“A verdadeira liberdade não está em fazer o que se quer, mas em saber o que se deve fazer.” (Roger Scruton)
Há quem mate por medo ou impulso. Mas há também quem mate por gosto. Pela sensação de poder absoluto que só o disparo concede. Não é defesa nem urgência — é domínio. O corpo caído se torna símbolo de soberania. É nesse gozo sombrio que mora o verdadeiro horror.

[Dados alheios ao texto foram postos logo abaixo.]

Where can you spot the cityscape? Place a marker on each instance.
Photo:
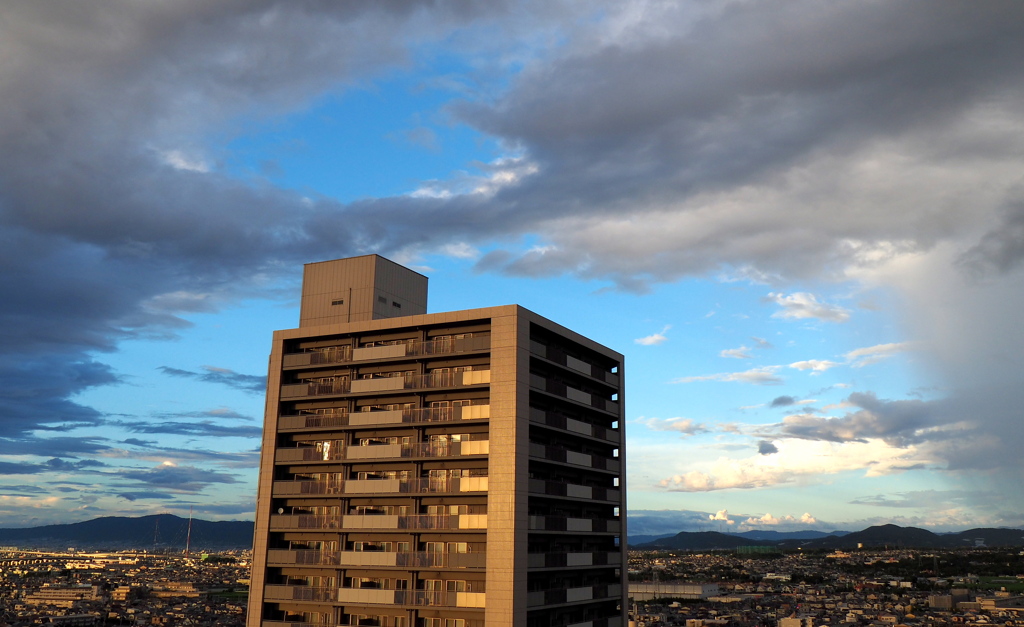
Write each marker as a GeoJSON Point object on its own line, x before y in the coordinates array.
{"type": "Point", "coordinates": [511, 312]}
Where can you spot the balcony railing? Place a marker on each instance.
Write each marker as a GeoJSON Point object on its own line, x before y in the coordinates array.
{"type": "Point", "coordinates": [378, 521]}
{"type": "Point", "coordinates": [376, 384]}
{"type": "Point", "coordinates": [283, 592]}
{"type": "Point", "coordinates": [586, 460]}
{"type": "Point", "coordinates": [570, 595]}
{"type": "Point", "coordinates": [468, 623]}
{"type": "Point", "coordinates": [577, 426]}
{"type": "Point", "coordinates": [417, 450]}
{"type": "Point", "coordinates": [377, 558]}
{"type": "Point", "coordinates": [574, 491]}
{"type": "Point", "coordinates": [426, 414]}
{"type": "Point", "coordinates": [385, 486]}
{"type": "Point", "coordinates": [559, 560]}
{"type": "Point", "coordinates": [411, 597]}
{"type": "Point", "coordinates": [344, 354]}
{"type": "Point", "coordinates": [567, 391]}
{"type": "Point", "coordinates": [573, 525]}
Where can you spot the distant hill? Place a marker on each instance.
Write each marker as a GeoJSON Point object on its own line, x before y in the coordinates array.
{"type": "Point", "coordinates": [873, 537]}
{"type": "Point", "coordinates": [772, 536]}
{"type": "Point", "coordinates": [635, 540]}
{"type": "Point", "coordinates": [160, 531]}
{"type": "Point", "coordinates": [698, 541]}
{"type": "Point", "coordinates": [910, 537]}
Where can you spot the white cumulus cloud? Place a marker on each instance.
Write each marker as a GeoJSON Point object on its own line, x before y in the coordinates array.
{"type": "Point", "coordinates": [800, 305]}
{"type": "Point", "coordinates": [655, 338]}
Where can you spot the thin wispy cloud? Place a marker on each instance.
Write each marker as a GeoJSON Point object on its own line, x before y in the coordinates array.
{"type": "Point", "coordinates": [804, 305]}
{"type": "Point", "coordinates": [736, 353]}
{"type": "Point", "coordinates": [765, 375]}
{"type": "Point", "coordinates": [655, 338]}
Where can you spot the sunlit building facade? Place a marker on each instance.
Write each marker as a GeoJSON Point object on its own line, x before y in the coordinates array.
{"type": "Point", "coordinates": [456, 469]}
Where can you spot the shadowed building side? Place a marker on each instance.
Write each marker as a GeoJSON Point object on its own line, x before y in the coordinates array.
{"type": "Point", "coordinates": [457, 469]}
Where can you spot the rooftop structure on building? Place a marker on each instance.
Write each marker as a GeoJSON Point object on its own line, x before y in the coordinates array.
{"type": "Point", "coordinates": [455, 469]}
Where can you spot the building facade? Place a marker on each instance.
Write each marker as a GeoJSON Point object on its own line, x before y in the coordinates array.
{"type": "Point", "coordinates": [457, 469]}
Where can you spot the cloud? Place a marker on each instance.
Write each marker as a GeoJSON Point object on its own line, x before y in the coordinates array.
{"type": "Point", "coordinates": [722, 514]}
{"type": "Point", "coordinates": [770, 520]}
{"type": "Point", "coordinates": [654, 339]}
{"type": "Point", "coordinates": [927, 499]}
{"type": "Point", "coordinates": [737, 353]}
{"type": "Point", "coordinates": [801, 305]}
{"type": "Point", "coordinates": [686, 426]}
{"type": "Point", "coordinates": [798, 462]}
{"type": "Point", "coordinates": [764, 375]}
{"type": "Point", "coordinates": [888, 159]}
{"type": "Point", "coordinates": [178, 478]}
{"type": "Point", "coordinates": [815, 366]}
{"type": "Point", "coordinates": [783, 401]}
{"type": "Point", "coordinates": [134, 496]}
{"type": "Point", "coordinates": [222, 376]}
{"type": "Point", "coordinates": [205, 428]}
{"type": "Point", "coordinates": [864, 357]}
{"type": "Point", "coordinates": [899, 423]}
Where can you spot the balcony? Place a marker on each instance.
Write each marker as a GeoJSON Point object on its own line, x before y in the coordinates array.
{"type": "Point", "coordinates": [426, 450]}
{"type": "Point", "coordinates": [573, 458]}
{"type": "Point", "coordinates": [378, 384]}
{"type": "Point", "coordinates": [559, 388]}
{"type": "Point", "coordinates": [385, 486]}
{"type": "Point", "coordinates": [378, 521]}
{"type": "Point", "coordinates": [408, 416]}
{"type": "Point", "coordinates": [572, 595]}
{"type": "Point", "coordinates": [345, 354]}
{"type": "Point", "coordinates": [302, 454]}
{"type": "Point", "coordinates": [374, 452]}
{"type": "Point", "coordinates": [573, 525]}
{"type": "Point", "coordinates": [576, 426]}
{"type": "Point", "coordinates": [561, 560]}
{"type": "Point", "coordinates": [282, 557]}
{"type": "Point", "coordinates": [573, 491]}
{"type": "Point", "coordinates": [411, 597]}
{"type": "Point", "coordinates": [310, 593]}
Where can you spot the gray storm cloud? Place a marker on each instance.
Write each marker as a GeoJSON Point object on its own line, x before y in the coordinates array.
{"type": "Point", "coordinates": [809, 140]}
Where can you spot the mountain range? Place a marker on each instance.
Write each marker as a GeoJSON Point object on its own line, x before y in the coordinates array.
{"type": "Point", "coordinates": [876, 537]}
{"type": "Point", "coordinates": [155, 532]}
{"type": "Point", "coordinates": [170, 532]}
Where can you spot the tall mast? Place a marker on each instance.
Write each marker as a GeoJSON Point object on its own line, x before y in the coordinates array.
{"type": "Point", "coordinates": [188, 536]}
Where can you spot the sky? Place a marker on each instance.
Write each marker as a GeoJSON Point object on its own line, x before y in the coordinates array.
{"type": "Point", "coordinates": [801, 221]}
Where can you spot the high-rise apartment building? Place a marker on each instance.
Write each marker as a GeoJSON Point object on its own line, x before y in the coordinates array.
{"type": "Point", "coordinates": [458, 469]}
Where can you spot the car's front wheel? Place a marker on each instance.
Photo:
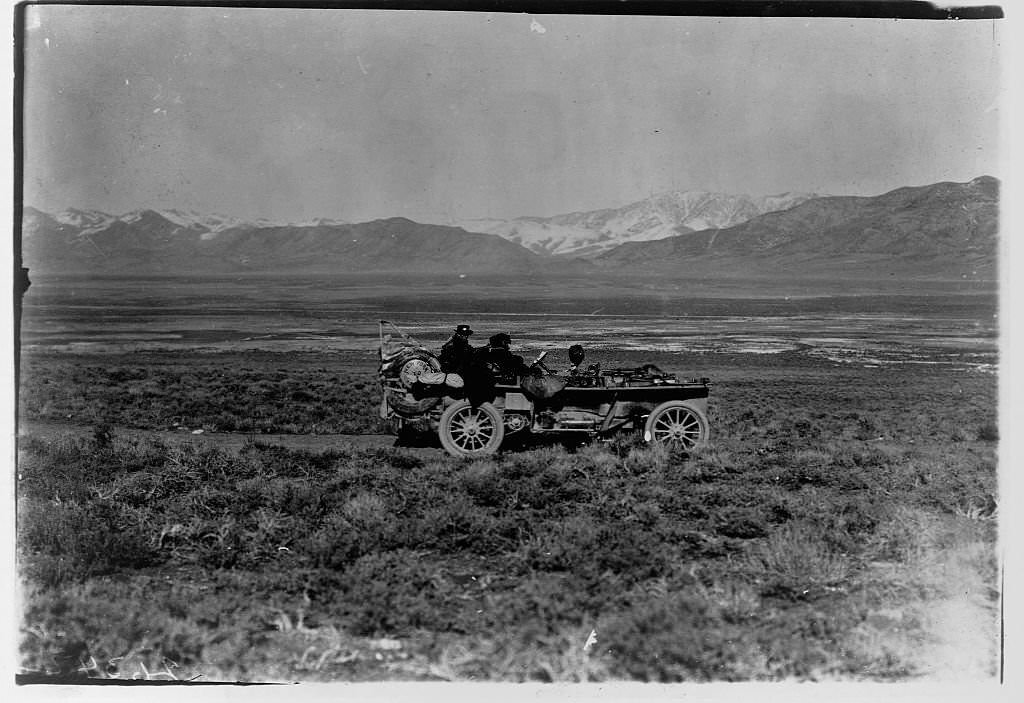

O problema da violência no Brasil ultrapassou a estatística — e isso eu afirmo não como analista distante, mas como Promotor do Júri. O homicídio doloso banalizou-se também nos tribunais. Réus entram no plenário sem culpa, sem arrependimento — apenas com a frieza de quem sabe que o processo será lento, a pena fracionada e a execução demorada. A recente decisão do Supremo Tribunal Federal, que autoriza o início do cumprimento da pena logo após a condenação pelo Conselho de Sentença, é um grande passo para estancar esse sentimento de impunidade que corrói a confiança na Justiça. Mas ainda é pouco. O sistema, apesar do avanço, continua com sua lentidão — e, com ela, beneficia o criminoso.
Em muitas cidades brasileiras, como São Paulo, portar um simples celular em plena luz do dia tornou-se um ato de risco. O objeto, aos olhos do criminoso, não é mais um bem — é um direito seu por imposição da violência. Pouco importa se a vítima reage ou não: pode levar um tiro mesmo assim. Quem dita a sentença é o celerado. É ele quem decide se alguém vive ou morre, como se fosse dono da rua, do tempo, da impunidade.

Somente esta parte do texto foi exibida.